島田紳助引退でにわかに脚光を浴びた「暴力団排除条例」に関して、背景に警察の利権拡大の思惑があるという声もありますが、なんだかオウムの一連の事件によって、公安調査庁が生き返ったという話と似ている気がします。しかし、だからといって、オウムの犯罪が免罪されるわけではないのです。それは「暴力団排除条例」も同じでしょう。

その「暴力団排除条例」に関連して、昨日、民放連(日本民間放送連盟)が、都内で開かれた民間放送60周年記念全国大会で、新たに「反社会的勢力に対する基本姿勢」を策定したという新聞記事がありました。それによれば、(1)市民としての良識を持ち「放送基準」や「報道指針」を守る、(2)介入のすきを与えないために社内一丸となり行動する、(3)暴力団排除条例で、契約相手が反社会的勢力でないことを確認する努力義務規定が設けられていることに留意する、という3点が「基本姿勢」としてあげれられているそうです。

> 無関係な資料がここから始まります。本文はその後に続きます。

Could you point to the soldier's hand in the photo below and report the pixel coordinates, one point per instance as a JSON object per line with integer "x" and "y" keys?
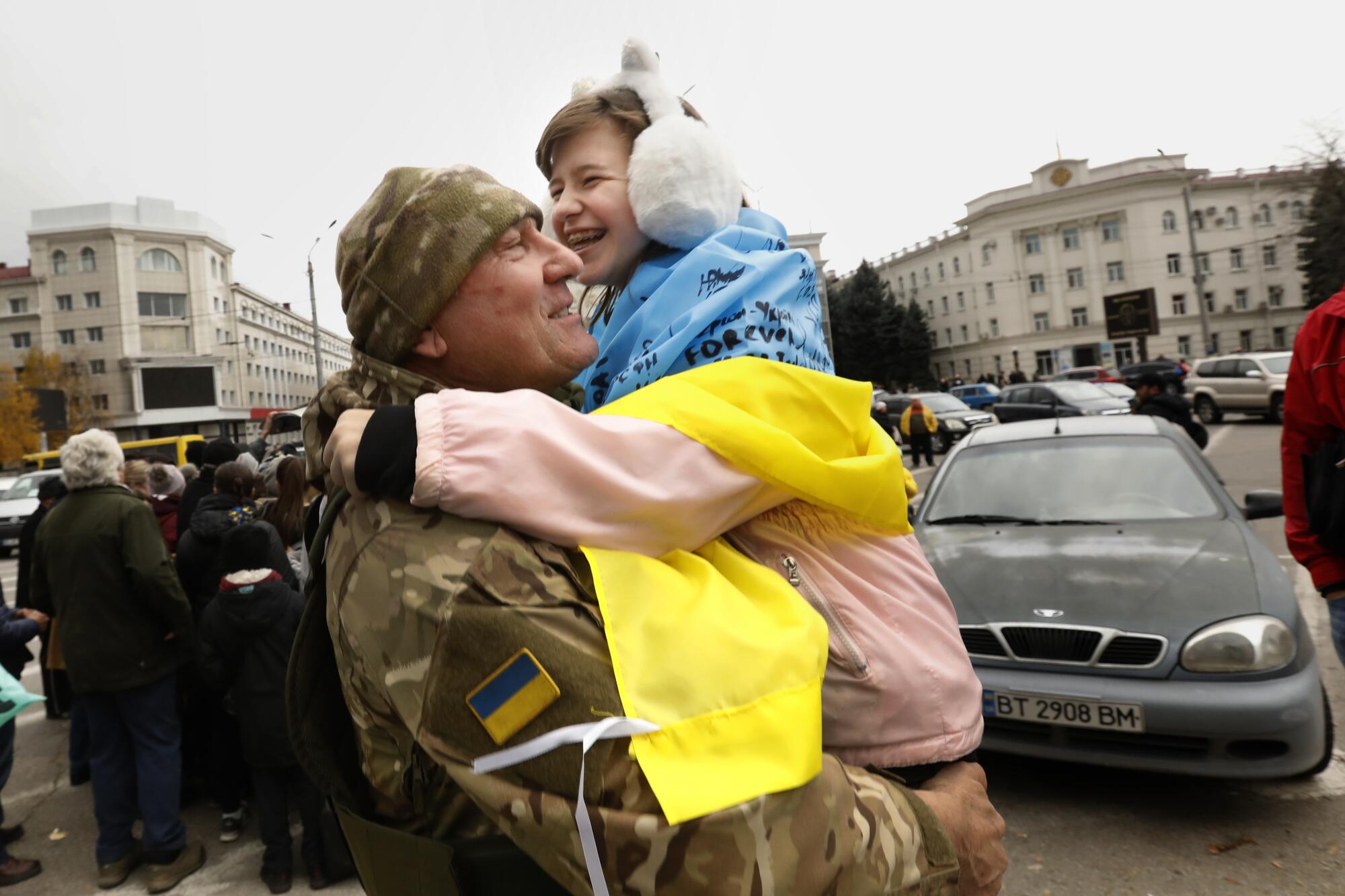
{"x": 958, "y": 797}
{"x": 340, "y": 454}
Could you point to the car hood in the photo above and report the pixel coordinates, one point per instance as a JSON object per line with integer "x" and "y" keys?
{"x": 1165, "y": 579}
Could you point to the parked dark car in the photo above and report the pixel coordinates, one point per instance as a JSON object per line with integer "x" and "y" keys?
{"x": 978, "y": 396}
{"x": 1117, "y": 606}
{"x": 1039, "y": 400}
{"x": 1172, "y": 373}
{"x": 956, "y": 417}
{"x": 1090, "y": 374}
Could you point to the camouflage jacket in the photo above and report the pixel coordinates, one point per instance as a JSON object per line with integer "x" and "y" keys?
{"x": 424, "y": 606}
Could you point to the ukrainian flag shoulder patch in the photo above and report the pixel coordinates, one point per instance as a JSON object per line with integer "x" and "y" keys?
{"x": 513, "y": 696}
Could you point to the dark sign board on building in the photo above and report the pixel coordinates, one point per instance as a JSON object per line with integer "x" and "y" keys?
{"x": 178, "y": 386}
{"x": 1132, "y": 314}
{"x": 52, "y": 408}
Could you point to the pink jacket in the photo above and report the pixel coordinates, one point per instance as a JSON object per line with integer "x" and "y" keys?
{"x": 899, "y": 688}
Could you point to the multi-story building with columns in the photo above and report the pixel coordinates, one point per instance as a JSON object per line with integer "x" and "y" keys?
{"x": 1019, "y": 283}
{"x": 142, "y": 296}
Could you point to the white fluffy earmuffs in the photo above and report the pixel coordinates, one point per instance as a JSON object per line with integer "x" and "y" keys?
{"x": 684, "y": 185}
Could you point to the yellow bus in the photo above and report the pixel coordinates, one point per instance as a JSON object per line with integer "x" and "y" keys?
{"x": 132, "y": 448}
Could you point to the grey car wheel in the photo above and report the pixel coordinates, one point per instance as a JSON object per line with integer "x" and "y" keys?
{"x": 1208, "y": 411}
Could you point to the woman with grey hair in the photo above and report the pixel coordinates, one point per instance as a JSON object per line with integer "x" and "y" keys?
{"x": 102, "y": 567}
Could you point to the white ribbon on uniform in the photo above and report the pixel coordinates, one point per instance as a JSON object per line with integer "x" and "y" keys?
{"x": 586, "y": 735}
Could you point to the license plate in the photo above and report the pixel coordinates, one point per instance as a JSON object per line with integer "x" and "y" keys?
{"x": 1063, "y": 710}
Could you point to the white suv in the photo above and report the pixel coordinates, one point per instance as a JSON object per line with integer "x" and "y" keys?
{"x": 1250, "y": 384}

相変わらず言うことだけはご立派なのです。

テレビについて、私が前からおかしいんじゃないかと思っていることがあります。それはタレントや歌手が所属していたプロダクションから独立した場合です。なぜか決まって独立をめぐって「トラブル」がおきるのです。そして、件のタレントがテレビから消えるのです。仮にタレントとプロダクションの間で、「トラブル」があったとしても、テレビ局は関係ないはずです。しかし、独立したら仕事を干されるという芸能界のやくざなオキテに、なぜかテレビ局も一枚かんでいるのです。それで、「市民としての良識を持ち『放送基準』や『報道指針』を守る」とか、「介入のすきを与えないために社内一丸となり行動する」とか、よく言えるもんだと思います。

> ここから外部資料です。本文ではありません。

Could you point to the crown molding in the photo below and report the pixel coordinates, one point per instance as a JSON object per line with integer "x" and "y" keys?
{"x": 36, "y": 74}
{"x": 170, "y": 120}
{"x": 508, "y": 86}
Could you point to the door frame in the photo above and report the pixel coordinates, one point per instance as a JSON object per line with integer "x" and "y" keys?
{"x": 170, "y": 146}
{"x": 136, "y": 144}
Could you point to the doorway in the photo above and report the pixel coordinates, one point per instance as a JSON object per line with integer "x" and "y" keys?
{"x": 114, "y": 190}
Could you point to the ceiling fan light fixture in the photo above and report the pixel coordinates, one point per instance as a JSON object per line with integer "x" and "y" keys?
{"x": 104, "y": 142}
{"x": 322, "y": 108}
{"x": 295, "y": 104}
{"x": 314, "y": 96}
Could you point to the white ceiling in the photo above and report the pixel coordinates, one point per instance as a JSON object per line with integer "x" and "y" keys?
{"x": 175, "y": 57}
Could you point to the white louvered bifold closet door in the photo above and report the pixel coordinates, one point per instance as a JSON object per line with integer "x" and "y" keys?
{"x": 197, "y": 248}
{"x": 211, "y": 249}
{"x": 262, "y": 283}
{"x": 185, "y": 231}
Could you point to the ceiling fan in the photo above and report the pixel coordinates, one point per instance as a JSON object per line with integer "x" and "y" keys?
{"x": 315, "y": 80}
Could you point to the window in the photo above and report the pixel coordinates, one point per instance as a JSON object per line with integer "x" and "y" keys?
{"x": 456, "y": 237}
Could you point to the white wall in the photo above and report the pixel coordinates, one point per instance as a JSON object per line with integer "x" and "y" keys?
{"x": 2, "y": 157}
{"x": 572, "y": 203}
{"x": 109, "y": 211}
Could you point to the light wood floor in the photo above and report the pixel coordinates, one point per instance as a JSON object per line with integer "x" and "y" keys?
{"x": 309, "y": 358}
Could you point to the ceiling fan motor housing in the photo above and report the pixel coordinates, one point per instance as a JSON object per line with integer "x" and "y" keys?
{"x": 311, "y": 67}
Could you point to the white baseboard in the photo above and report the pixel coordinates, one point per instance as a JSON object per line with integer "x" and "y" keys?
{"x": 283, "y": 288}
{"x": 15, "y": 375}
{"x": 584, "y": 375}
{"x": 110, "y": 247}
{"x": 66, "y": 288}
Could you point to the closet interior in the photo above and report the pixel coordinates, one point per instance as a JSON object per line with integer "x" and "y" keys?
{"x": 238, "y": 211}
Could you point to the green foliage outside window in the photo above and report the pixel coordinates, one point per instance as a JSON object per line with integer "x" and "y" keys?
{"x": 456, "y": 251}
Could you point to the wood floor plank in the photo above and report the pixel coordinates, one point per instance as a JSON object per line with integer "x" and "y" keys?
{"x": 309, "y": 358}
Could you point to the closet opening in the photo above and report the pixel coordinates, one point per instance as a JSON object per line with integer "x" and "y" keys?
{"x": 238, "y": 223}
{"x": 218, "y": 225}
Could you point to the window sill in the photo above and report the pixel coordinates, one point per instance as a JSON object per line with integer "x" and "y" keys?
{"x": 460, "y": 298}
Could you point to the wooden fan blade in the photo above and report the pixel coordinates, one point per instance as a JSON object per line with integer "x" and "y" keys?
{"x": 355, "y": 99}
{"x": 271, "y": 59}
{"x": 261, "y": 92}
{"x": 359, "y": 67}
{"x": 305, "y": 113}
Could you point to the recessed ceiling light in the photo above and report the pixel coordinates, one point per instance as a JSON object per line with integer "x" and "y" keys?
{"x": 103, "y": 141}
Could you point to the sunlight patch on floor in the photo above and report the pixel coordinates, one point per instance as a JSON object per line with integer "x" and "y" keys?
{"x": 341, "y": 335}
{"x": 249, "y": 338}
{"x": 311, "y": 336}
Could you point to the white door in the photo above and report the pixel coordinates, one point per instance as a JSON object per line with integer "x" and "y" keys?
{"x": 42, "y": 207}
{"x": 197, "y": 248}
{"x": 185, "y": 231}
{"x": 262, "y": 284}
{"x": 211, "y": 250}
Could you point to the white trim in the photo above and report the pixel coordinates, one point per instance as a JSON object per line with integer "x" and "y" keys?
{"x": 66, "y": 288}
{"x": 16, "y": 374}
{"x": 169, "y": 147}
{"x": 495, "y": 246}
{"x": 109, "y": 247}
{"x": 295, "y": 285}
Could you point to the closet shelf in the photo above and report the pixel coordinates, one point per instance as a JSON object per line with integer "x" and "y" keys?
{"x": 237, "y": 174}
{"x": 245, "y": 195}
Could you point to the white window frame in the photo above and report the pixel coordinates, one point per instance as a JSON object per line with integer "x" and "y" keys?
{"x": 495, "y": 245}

そういったテレビ局と芸能プロとのズブズブの関係が、とかく噂のあるプロダクションを一大勢力としてのさばらせ、島田紳助や橋下徹や北野武を高登りさせることになったのではないでしょうか。一方で「暴排条例」に関連して、「芸能界のご意見番」だの「演歌の大御所」だの「毒舌お笑い芸人」だの「ニューミュージックの旗手」だの「”夏バンド”のミュージシャン」だの、さまざまな噂が飛び交っていますが、そういった「大物芸能人」たちの”黒い交際”を見て見ぬふりをして、臭いものに蓋をしてきたのも同じでしょう。

なんのことはない、テレビ局の「反社会的勢力に対する基本姿勢」こそカマトトと言うべきなのかもしれません。